There were nearly 1 million Black farmers in 1920, the most ever. As of April 2019, there are roughly 45,500 Black farmers, which account for 1.3% of the population, the Guardian reported. Those farmers own just 0.52% of farmland in the country, while making less than $40,000 a year (compared to white farmers who make over $190,000 annually).
The agriculture commissioner for the state of Texas, Sid Miller, also filed a lawsuit against the stimulus program for farmers of color, calling it unconstitutional.
Asked about Miller's lawsuit, Boyd noted that "eight out of 10 Blacks in the state of Texas who applied for federal aid were denied. So instead of filing a suit to complain for white farmers, why isn’t he doing something to help Black farmers in his very own state obtain access to credit that USDA and other state agencies where he could be more helpful to farmers of color there?”
'There’s a lot of hardship in the farming community'
Farmers across the country were struggling amid the Trump administration's trade war with China, a top importer of American agricultural products, and then saw prices plummet in 2020 due to a lack of demand amid the coronavirus pandemic.
The Trump administration created the market facilitation program (MFP) to offset the effects of the trade war, directing about $24 billion to American farmers. About 99.5% of the initial payments went to white farmers.
In 2020, the USDA established the Coronavirus Food Assistance Program (CFAP) to provide billions in financial aid to farmers impacted by the coronavirus pandemic.
The Environmental Working Group (EWG) found that as of October 2020, nearly 97% of the $9.2 billion in CFAP aid that had been distributed went to white farmers. Furthermore, white farmers received on average eight times more in aid ($3,398) than the average Black farmer ($422).

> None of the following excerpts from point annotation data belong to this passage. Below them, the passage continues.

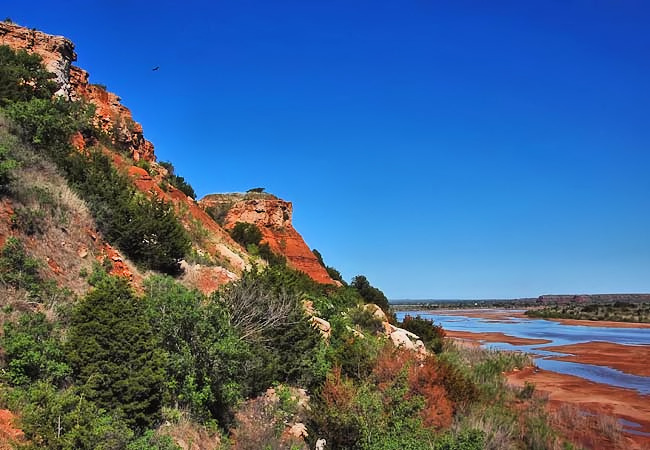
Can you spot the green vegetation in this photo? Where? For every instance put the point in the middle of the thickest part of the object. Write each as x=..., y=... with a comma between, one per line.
x=369, y=293
x=177, y=181
x=108, y=370
x=7, y=165
x=17, y=269
x=432, y=335
x=114, y=354
x=615, y=311
x=145, y=229
x=331, y=271
x=249, y=236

According to Lennington, all of his clients have been “hurt very hard” by the pandemic. Additionally, he said, more than 50 farmers from around the country who’ve also suffered through the pandemic are interested in joining the lawsuit.
“Adam Faust, our lead plaintiff, had to reduce the supply of milk that he had because the prices of milk crashed when the pandemic struck,” Lennington said. “I’ve talked to other clients who have experienced very high fuel prices and fertilizer prices. Other clients have talked about how the price of ranching land has gone up.”

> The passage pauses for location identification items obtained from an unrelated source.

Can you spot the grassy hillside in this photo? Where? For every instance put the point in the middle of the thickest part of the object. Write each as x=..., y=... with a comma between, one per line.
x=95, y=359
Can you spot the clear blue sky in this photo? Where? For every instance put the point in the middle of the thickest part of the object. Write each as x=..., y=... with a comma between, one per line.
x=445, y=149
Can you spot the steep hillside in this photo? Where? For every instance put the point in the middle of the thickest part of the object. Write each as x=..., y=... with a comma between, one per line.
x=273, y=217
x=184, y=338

Meat processing plants were also ravaged by COVID-19, creating a major supply chain disruption for hog farmers. As of February 2020, at least 250 workers died from the virus, while more than 50,000 have been infected, ProPublica reported. The number of cases forced many meatpacking facilities to close down temporarily, which created a major financial blow for meat producers.

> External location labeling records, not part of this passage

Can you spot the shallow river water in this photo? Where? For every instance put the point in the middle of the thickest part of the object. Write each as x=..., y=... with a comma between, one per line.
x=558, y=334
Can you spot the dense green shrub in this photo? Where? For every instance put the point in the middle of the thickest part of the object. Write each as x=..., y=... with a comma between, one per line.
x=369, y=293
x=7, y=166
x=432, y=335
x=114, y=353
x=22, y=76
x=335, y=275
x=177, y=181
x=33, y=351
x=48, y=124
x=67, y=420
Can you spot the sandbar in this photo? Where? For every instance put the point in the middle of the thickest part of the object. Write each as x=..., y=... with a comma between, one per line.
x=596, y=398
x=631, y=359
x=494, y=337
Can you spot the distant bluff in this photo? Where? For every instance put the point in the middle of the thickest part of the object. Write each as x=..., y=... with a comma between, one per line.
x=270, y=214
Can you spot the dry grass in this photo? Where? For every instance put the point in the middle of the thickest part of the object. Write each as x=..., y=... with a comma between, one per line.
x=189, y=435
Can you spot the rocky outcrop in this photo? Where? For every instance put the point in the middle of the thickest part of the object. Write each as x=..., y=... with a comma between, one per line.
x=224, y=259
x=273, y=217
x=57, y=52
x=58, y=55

“I’ve talked to a client who has hogs, and they had to euthanize several hundred hogs in one day because the price of pork fell dramatically when COVID struck,” Lennington said. “A lot of the pork processing plants had to shut down because the factory workers got COVID."
Another issue that the pandemic created, Lennington said, is a labor shortage in the agriculture sector.
“They’re having trouble finding workers,” he said. “The price of labor’s going up. Although you might look at the commodity prices and see they’re going up and think ‘it’s a good time to be a farmer,’ you also have to look at all of the inputs. So it’s very narrow profit margins on each acre of land right now.”
Overall, according to Lennington, the farmers bringing the lawsuit want to be able to apply for the stimulus.
“Our clients are simple farmers who want to be treated equally,” he said. “They do not want special treatment. They want to be able to apply for a program that anybody else can apply for and if they qualify, they would like a benefit. If they don’t qualify, they would not be disappointed. But the qualification can’t be based on race.”